U-Net–based networks accurately segment CT images of spontaneous intracerebral hemorrhage, with Focal loss function being used to address intraventricular hemorrhage class imbalance.

Key Points

■ A comparison of numerous deep learning networks for semantic segmentation of spontaneous intracerebral hemorrhage (ICH) showed that U-Net–based networks achieved significantly better performance than other network architectures for ICH and intraventricular hemorrhage (IVH) segmentations (P < .05).
■ A three-dimensional no-new-U-Net using the Focal loss function was able to address class imbalance in the dataset, providing significant performance improvement (P < .05) for segmentation of IVH present in approximately 30% of the training dataset (Dice score, 1.00 [IQR, 0.87–1.00]).

Introduction

Spontaneous intracerebral hemorrhage (ICH) is bleeding within the brain parenchyma in the absence of trauma or surgery, which may extend into the ventricles and subarachnoid space (1). Volumes of ICH, perihematomal edema (PHE) (2), and intraventricular hemorrhage (IVH) (3) are well-established biomarkers and are consistent independent predictors of the functional outcome and mortality of spontaneous ICH. Manual delineation and quantification of these biomarkers is labor intensive and prone to human error. Thus, an efficient automated biomarker segmentation and quantification tool could provide quantitative outcome measures for clinical trials and accelerate studies in large cohorts of patients with spontaneous ICH.
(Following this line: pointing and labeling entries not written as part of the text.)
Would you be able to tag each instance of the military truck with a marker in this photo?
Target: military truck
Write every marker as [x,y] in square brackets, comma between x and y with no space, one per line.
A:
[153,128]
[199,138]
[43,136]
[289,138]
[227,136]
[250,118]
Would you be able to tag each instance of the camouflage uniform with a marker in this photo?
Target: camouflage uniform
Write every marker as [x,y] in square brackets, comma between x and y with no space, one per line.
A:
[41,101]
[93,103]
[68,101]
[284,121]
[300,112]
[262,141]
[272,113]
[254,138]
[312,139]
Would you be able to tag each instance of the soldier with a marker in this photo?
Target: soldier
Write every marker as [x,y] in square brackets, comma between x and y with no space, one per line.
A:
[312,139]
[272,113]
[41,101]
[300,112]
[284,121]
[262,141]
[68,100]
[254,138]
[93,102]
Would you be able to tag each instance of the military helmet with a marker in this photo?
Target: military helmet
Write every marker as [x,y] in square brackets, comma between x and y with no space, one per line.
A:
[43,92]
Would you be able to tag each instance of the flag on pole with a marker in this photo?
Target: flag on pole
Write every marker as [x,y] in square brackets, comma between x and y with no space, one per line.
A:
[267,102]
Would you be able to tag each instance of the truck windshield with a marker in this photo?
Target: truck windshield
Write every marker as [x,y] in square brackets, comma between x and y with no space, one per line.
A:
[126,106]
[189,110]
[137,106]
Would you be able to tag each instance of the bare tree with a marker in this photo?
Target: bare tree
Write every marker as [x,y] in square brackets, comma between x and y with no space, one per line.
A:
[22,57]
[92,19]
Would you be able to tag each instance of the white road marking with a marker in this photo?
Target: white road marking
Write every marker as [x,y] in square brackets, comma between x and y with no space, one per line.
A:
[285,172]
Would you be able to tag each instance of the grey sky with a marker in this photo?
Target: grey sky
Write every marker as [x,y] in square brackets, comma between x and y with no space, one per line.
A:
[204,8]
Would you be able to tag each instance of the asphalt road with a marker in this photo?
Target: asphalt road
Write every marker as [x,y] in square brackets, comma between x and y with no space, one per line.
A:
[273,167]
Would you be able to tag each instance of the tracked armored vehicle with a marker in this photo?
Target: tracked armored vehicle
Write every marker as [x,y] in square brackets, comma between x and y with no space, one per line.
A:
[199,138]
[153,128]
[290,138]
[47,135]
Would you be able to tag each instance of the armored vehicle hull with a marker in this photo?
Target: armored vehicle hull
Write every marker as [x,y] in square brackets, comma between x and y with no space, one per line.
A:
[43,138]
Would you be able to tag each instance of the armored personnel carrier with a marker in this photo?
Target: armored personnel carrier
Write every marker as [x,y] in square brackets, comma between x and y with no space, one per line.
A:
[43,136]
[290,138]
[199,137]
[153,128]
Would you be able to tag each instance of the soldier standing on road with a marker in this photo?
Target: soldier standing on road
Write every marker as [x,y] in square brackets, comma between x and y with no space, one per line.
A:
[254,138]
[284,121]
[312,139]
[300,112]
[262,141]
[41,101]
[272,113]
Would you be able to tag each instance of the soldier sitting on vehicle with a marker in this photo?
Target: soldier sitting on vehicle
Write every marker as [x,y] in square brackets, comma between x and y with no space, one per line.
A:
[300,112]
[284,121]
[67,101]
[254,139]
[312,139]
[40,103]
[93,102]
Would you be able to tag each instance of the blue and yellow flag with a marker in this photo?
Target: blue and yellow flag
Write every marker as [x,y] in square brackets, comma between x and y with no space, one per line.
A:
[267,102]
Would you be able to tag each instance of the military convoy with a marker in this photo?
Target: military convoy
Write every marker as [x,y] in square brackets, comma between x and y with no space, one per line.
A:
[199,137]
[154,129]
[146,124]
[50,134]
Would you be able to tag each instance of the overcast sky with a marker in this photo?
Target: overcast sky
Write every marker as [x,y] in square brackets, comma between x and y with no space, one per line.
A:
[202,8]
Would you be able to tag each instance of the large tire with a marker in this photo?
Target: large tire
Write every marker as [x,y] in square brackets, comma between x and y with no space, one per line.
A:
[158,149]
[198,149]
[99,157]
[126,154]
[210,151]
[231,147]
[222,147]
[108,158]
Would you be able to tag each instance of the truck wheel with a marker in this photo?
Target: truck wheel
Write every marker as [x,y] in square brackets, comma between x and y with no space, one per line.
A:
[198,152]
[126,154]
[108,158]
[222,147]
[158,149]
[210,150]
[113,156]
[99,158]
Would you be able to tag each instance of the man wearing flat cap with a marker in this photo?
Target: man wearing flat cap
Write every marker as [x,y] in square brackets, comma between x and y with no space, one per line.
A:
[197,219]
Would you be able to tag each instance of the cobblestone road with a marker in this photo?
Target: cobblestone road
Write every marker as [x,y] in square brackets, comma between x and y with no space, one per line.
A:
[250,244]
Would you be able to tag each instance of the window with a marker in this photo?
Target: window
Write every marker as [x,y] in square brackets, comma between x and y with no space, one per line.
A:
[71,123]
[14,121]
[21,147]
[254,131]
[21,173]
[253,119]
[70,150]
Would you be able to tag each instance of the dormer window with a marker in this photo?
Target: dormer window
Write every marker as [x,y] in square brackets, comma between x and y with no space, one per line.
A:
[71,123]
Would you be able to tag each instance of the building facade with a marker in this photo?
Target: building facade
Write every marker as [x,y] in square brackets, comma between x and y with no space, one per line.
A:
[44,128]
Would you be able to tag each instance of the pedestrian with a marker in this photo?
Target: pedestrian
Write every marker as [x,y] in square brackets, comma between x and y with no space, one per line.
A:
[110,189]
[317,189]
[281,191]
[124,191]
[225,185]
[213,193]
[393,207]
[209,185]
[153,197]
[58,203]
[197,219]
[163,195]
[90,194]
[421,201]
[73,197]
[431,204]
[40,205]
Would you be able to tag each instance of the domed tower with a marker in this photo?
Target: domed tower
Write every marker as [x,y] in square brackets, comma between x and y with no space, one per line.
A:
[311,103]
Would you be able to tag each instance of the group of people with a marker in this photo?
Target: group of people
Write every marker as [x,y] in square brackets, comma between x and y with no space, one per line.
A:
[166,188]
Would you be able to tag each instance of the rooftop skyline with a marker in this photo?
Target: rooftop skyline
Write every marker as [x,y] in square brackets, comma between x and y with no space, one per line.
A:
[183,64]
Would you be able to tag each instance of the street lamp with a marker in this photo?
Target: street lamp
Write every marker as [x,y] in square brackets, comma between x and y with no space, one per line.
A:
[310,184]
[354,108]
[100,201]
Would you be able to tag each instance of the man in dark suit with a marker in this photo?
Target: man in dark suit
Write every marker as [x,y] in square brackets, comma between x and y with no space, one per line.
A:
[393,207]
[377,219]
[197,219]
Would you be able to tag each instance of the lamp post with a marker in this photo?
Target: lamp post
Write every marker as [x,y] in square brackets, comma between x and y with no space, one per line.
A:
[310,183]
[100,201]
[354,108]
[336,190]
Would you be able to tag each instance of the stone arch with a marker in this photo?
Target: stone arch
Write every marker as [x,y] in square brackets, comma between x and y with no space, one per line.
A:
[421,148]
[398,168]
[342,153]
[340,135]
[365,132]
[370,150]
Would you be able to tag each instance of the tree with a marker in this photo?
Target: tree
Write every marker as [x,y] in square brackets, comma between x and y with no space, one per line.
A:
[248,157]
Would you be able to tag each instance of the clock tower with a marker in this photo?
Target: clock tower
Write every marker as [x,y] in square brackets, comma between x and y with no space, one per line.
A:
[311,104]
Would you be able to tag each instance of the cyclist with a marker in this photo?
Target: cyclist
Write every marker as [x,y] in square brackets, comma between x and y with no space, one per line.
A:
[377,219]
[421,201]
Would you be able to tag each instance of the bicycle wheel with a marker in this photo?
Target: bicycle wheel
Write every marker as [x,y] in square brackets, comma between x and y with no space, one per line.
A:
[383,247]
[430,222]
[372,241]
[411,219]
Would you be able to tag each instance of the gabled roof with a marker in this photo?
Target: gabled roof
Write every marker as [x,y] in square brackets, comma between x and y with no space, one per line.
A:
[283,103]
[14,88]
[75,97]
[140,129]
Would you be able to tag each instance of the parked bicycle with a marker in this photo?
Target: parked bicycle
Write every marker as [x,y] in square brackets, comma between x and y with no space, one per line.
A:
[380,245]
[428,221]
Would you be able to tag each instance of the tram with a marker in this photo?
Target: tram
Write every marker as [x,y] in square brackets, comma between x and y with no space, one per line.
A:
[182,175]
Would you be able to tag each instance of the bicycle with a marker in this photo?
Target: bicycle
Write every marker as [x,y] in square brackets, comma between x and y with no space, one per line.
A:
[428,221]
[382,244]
Previous studies (4–10) have trained deep neural networks to perform ICH segmentation on CT scans, but most of these works were exclusively based on ICH segmentation, PHE segmentation, or both, as accurate delineation of IVH is challenging even for an experienced radiologist (11). Additionally, previous research in this area consists of single-center studies with limited samples (12). Our work assesses the semantic segmentation and quantification of ICH, PHE, and IVH from a large multicenter dataset (from the Tranexamic Acid for Hyperacute Primary Intracerebral Haemorrhage [TICH-2] trial [13]).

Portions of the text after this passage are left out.